Le marché des applications mobiles change de moteur. Au deuxième trimestre 2026, les apps hors jeu ont rapporté 24,4 milliards de dollars dans le monde sur iOS et Android, contre 19,2 milliards pour les jeux, selon le Q2 2026 Digital Market Index de Sensor Tower. Les usages quotidiens, souvent monétisés par abonnement ou achats intégrés, prennent une place croissante dans l’économie de l’App Store et de Google Play.
Les applications non ludiques progressent, les jeux reculent
Les revenus des applications hors jeux ont augmenté de 14,6 % sur un an, tandis que ceux des jeux ont diminué de 4,5 %. Cette avance se retrouve aussi dans les installations : 25,5 milliards de téléchargements pour les apps non ludiques, contre 11,3 milliards pour les jeux sur le trimestre.

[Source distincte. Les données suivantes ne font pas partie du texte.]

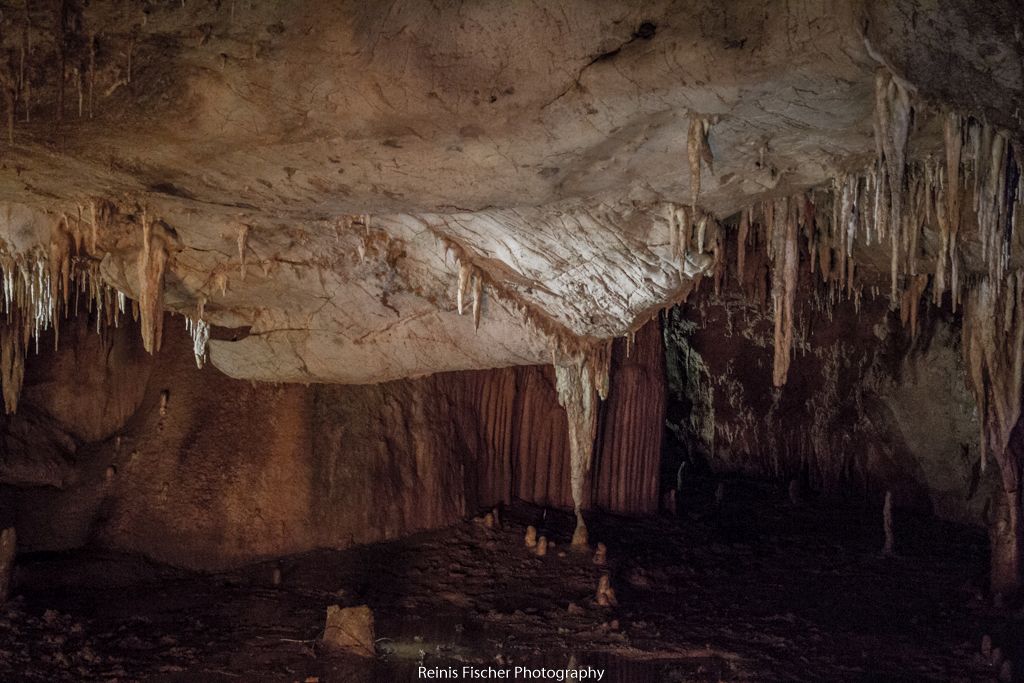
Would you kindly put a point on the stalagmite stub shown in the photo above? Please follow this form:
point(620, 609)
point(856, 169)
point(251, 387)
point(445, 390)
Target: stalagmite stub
point(530, 539)
point(605, 594)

Les États-Unis demeurent le premier pays pour les dépenses en achats intégrés, avec 14,8 milliards de dollars, malgré un repli annuel de 3 %. La Chine suit avec 5,98 milliards de dollars et une progression de 10 %. Pour les téléchargements, l’Inde reste en tête avec 6,67 milliards d’installations (+4 %), devant les États-Unis (3,08 milliards, -0,2 %) et le Brésil (2,43 milliards, -2 %).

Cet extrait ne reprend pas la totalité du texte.